The final addition to the franchise is that it is now playable in a co-operative mode. The second player takes control of Diddy Kong, in theory this sounds great, in practice it doesn’t quite feel right. Donkey Kong really is better off with Diddy staying on his back, as he does in single player, when they separate he loses Diddy’s jetpack power to hover a couple of seconds. And although it’s useful to split up in a fight, the disadvantages generally outweigh the advantages, and it’s not much fun to play as Diddy and spend most of the time sitting on DK’s back. On top of that when you both die, that’s two lives gone instead of just one, not that it’s hard to get extra lives from Cranky’s shop. It really is just best to play it as a single player game, the co-op just detracts from the experience, and is best left alone.

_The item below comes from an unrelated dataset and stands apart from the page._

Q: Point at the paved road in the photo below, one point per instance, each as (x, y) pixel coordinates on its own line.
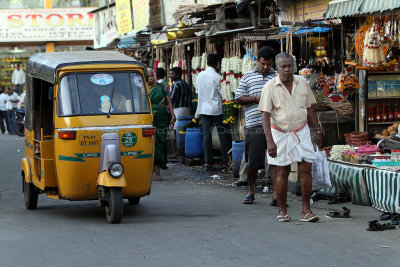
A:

Changes aside though, pretty much everything that made the original games great is still here. There’s plenty of objects to collect: bananas, coins, letters spelling out ‘KONG’ and jigsaw pieces on every level. The themed worlds all feel like the original game, some even have the exact same tunes playing in the background, and the mine carts, and supporting characters like Rambi are here too. The level design is pretty much flawless, and makes all the right moves for a classic old school 2D platformer. Objects are placed, seemingly, out of reach, some platforms look like they don’t go anywhere, but invite you to have a look anyway. And it’s tough. Infuriatingly, hair pulling out tough, just like the games of yesteryear were, but never giving you the feeling that it’s impossible.
No game is perfect though, and as well as the ill-conceived two player mode the game does have a couple of other small faults. Well, I say faults, but really it’s just me being fussy. I think the game could have benefited from extra controller options, such as GameCube or classic controller, as I found with the motion control, shaking for a ground pound sometimes didn’t go as planned, as with some extra input it could also trigger different moves. The other thing is the return of the super guide from New Super Mario Bros and Super Mario Galaxy 2. Yes it’s handy if you get stuck, but it also removes the determination to persevere when you do get stuck; technically you can complete the whole game without finishing a single level yourself.
Minor quibbles aside though this is a fantastic game, Retro Studios have once again, like they did with Metroid, revived a long dead franchise successfully. If you have a love for the old school, and who doesn’t when you get to a certain age, then you owe it to yourself to buy this game. It’ll fill you with feelings of nostalgia without making you feel old. And if you’re too young to remember the good old days, give it a go, you won’t regret it.